There are plenty of debates about what is the best crab species in the world. Some believe the red king crab called Kamchatka crab or what American’s call it, Alaskan king crab is the most meaty but is the best tasting.
The king Crab species is native to the Bering Sea and if you visit the Kamchatka Peninsula it lies between the Pacific Ocean to the east and the Sea of Okhotsk to the west. Immediately offshore along the Pacific coast of the peninsula runs the 10,000 metre deep Kuril–Kamchatka Trench. Think about that.
Kamchatka is a remote place and the peninsula is picturesque perfect but the problem there today is trying to find one to eat. The annual fight over quotas was intensified by the fact they are becoming so small.
In 2001, Kamchatka’s fishing fleet hauled in 60,000 tons of king crab. But with scientists warning that the population was on the brink of extinction, this year’s regional quota was for only 900 tons of crabs within 12 miles of shore and 1,100 tons beyond that. The king crab is still the most lucrative sea creature here, selling for almost $5 a pound on average in Japan, China and the United States.
Only the deepest of these creatures survive in the most tortuous cold water currents and snow fall mixed with harsh Siberian cold brash winds. The fact that Kamchatka is so remote often makes it impossible for crab lovers to taste it fresh. The majority if not almost all of it are frozen or packed in tin cans. Now that’s a crying shame when you think about the fact that Japanese harvest some of the finest crabs on this planet and they are almost always sold alive.
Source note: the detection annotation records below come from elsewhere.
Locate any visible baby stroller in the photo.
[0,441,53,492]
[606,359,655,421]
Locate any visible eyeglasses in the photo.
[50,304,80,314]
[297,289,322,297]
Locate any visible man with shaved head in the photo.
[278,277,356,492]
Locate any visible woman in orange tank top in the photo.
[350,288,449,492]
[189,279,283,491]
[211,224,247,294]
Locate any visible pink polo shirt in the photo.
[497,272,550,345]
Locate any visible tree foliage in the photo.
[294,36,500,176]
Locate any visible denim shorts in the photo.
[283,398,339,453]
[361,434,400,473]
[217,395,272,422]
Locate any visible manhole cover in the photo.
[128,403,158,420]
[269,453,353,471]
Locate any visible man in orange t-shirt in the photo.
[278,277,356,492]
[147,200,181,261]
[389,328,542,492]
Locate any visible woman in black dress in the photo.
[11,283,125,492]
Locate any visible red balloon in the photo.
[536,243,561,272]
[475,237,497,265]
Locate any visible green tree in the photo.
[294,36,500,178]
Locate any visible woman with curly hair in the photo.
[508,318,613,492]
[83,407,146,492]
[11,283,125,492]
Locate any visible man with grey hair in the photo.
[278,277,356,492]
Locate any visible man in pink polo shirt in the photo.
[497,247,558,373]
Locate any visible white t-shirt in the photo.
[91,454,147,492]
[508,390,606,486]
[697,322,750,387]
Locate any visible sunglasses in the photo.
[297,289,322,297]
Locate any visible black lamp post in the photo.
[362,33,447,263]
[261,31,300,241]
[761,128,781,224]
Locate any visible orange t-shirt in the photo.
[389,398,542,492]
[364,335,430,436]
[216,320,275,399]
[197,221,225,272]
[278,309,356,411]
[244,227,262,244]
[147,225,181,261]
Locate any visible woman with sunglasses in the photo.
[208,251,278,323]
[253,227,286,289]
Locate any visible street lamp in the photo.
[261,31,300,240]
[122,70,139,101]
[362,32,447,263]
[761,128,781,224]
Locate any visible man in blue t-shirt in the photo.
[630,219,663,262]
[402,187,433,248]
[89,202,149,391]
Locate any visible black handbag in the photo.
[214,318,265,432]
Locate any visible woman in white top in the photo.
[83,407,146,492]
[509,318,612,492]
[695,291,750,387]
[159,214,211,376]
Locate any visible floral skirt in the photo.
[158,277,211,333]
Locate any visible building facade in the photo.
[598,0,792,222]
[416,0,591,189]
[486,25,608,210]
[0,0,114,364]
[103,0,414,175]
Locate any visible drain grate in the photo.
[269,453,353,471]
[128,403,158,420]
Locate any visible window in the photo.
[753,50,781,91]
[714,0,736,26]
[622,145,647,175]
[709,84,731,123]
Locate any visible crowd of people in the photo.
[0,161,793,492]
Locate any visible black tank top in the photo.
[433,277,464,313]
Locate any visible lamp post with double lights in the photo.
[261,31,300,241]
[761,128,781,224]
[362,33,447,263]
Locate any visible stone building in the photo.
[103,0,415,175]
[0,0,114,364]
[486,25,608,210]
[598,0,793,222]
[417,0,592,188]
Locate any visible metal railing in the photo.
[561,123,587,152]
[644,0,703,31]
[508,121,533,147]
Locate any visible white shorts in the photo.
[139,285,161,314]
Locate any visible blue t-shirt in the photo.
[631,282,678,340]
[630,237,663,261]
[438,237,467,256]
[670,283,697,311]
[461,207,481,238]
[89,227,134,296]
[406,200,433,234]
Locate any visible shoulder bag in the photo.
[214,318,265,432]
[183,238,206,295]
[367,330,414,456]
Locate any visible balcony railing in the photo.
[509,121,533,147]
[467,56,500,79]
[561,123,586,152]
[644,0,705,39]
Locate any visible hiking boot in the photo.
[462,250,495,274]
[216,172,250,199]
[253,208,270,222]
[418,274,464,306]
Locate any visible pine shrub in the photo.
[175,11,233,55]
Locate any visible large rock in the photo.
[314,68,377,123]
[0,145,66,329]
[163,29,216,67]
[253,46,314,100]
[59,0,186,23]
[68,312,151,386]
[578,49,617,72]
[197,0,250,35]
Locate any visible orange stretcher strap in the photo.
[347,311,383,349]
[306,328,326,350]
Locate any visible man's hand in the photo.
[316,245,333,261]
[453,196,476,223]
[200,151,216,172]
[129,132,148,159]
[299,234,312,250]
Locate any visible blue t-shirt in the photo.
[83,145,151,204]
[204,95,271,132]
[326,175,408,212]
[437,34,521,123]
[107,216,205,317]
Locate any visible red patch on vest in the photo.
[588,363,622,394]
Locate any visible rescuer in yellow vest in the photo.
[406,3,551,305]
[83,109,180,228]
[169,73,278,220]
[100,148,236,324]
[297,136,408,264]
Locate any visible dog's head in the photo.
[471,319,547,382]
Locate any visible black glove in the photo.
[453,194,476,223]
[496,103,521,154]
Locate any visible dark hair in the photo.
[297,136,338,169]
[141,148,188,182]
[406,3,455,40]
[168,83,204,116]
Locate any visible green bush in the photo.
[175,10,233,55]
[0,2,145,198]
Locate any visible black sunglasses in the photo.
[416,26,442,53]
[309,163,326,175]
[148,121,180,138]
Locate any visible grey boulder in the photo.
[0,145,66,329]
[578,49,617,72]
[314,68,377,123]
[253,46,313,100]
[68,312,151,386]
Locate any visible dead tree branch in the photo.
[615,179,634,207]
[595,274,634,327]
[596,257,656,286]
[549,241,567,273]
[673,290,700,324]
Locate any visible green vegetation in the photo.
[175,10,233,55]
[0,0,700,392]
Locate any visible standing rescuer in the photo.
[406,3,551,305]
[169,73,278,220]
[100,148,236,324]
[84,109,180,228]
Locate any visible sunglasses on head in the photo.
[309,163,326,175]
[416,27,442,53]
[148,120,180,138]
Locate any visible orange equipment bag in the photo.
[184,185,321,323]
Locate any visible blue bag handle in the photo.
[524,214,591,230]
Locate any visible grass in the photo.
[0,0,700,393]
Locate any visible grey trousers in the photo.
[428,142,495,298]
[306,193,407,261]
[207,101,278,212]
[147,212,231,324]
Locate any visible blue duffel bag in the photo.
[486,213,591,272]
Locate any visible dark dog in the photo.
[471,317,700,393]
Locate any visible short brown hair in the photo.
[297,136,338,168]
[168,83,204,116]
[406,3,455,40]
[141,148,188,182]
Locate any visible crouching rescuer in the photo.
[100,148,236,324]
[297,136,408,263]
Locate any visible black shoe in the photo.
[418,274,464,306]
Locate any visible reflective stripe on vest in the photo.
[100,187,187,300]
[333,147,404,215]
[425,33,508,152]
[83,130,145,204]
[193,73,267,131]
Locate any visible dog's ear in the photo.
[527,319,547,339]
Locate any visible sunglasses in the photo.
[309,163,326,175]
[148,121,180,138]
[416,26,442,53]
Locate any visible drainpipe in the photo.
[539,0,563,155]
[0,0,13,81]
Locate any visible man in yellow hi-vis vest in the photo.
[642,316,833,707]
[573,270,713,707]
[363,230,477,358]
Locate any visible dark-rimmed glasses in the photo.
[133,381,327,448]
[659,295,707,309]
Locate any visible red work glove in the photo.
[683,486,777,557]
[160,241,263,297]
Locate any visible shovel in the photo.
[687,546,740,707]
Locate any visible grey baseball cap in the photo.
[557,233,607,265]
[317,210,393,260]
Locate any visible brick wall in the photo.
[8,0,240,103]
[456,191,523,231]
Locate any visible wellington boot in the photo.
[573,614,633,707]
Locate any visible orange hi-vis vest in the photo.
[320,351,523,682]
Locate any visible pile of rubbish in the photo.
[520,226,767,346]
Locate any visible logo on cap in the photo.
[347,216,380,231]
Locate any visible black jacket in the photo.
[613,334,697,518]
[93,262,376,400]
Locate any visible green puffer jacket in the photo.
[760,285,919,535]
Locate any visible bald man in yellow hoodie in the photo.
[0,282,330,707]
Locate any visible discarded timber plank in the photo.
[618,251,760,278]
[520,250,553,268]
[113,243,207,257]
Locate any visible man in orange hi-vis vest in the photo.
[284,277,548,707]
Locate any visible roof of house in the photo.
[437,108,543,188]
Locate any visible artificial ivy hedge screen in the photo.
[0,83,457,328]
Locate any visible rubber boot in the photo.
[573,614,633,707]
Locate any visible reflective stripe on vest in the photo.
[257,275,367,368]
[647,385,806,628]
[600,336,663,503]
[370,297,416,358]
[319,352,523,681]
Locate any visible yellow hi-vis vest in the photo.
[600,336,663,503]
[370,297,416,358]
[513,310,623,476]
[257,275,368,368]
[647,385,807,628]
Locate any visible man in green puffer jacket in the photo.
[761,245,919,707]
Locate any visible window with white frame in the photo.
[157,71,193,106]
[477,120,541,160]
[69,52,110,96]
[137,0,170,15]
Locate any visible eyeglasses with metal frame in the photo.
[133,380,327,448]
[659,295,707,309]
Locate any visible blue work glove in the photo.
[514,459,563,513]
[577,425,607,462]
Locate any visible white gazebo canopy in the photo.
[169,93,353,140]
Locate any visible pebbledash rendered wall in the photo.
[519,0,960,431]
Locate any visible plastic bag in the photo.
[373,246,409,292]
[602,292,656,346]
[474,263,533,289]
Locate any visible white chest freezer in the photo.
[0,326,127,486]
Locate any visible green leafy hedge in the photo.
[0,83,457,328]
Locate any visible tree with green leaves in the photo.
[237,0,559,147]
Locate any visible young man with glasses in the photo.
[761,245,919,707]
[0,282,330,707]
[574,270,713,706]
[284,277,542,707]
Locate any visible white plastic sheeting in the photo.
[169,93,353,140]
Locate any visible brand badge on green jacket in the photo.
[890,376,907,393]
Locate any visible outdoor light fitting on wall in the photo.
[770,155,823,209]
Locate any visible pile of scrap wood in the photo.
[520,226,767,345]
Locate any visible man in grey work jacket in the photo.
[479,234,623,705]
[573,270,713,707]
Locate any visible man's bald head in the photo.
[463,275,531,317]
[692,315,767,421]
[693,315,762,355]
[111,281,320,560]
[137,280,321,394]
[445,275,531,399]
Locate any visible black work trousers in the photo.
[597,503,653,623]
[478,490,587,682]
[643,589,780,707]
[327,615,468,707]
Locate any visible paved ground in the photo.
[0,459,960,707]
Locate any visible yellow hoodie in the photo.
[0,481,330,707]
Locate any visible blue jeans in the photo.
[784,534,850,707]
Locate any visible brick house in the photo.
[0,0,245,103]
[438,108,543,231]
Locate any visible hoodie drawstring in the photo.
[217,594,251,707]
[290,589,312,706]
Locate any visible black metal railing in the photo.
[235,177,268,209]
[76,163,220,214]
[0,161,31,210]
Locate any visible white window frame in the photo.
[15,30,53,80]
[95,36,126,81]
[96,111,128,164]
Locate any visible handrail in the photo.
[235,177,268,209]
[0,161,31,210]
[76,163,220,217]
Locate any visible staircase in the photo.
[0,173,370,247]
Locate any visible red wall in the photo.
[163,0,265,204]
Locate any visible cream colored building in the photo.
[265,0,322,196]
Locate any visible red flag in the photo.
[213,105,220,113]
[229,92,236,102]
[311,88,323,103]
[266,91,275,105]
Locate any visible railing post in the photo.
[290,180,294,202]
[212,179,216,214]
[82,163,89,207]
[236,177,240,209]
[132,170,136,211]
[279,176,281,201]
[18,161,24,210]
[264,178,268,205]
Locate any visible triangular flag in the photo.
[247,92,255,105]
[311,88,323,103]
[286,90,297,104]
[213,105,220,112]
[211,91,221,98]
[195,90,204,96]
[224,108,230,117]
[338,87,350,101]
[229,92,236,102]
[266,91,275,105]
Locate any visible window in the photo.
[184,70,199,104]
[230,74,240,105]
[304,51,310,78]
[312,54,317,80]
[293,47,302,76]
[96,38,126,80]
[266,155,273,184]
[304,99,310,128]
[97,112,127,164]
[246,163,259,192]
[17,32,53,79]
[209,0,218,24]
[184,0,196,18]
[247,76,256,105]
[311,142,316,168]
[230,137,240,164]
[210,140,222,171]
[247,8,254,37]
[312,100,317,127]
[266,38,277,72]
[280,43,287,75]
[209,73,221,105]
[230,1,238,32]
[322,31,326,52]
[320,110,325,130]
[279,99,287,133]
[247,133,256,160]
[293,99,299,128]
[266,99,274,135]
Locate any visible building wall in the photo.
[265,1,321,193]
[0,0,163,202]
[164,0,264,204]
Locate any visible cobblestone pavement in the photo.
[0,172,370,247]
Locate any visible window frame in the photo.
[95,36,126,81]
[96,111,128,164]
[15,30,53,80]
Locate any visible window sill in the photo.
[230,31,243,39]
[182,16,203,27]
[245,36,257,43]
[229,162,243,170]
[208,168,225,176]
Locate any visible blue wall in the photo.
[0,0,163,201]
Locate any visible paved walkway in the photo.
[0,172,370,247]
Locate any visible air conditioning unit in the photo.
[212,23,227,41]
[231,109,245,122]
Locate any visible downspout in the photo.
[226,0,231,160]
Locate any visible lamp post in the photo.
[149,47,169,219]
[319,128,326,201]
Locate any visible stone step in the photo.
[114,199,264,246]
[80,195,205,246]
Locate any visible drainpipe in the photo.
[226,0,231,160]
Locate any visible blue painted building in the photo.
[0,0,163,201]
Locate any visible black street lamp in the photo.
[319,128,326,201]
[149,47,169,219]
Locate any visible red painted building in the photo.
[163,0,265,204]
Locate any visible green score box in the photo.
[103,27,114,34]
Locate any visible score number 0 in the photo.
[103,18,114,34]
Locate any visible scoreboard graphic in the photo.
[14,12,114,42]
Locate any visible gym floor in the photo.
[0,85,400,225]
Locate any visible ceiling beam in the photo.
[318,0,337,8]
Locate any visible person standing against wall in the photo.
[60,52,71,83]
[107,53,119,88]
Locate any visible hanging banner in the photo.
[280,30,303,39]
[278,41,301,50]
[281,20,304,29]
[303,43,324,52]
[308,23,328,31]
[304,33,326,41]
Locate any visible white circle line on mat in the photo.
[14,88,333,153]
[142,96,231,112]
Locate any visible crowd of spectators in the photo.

Japanese crabs are found in the east, west sides of Japan, and north side up towards Hokkaido, not forgetting that Japan is an island. But one cannot talk of local foods without discussing the Sea of Japan and the Tsushima Current is where the warm western waters meet the cold. According to records, the whole process of water entering through the Tsushima Strait and exiting through the Tsugaru Strait into the Pacific Ocean is estimated to take approximately two months.
Japanese people love crabs and a large amount of crabs are landed in Hokkaido, drawing many people from outside of Hokkaido. There are mainly four kinds of crabs in Hokkaido; hanasaki crab, hairy crab, snow crab, and king crab, and they all taste delicious. Hanasaki crab is valuable, as it can be landed only in the Nemuro region in a specific period of time.
The kanougani crab feast on the phytoplankton and plankton that breeds where warm and cold waters meet. Due to this rich dense seawater many kinds of fish gather to follow the feast. Ishikawa prefecture is just opposite the Sea of Japan, and since long time ago the area has been blessed with the snow crab as well. There it is called “zuwai-gani” in Japanese, and is caught at the wide range of the sea. In 2006, the zuwai-gani caught in Ishikawa were named “Kanou-gani” as a brand, which literally means snow crab from the Kaga and Noto regions.
“Hairy crab” has strong sweetness and steady texture. It’s usually boiled with some salt or broiled. The features of snow crab include elegant sweetness and sophisticated taste. “King crab” is characterized by its large size. It is called the kind of winter dishes because of its elegant and sweet flesh.
Everyone should shell crabs by oneself and that’s why Japanese people become silent once they start eating crabs.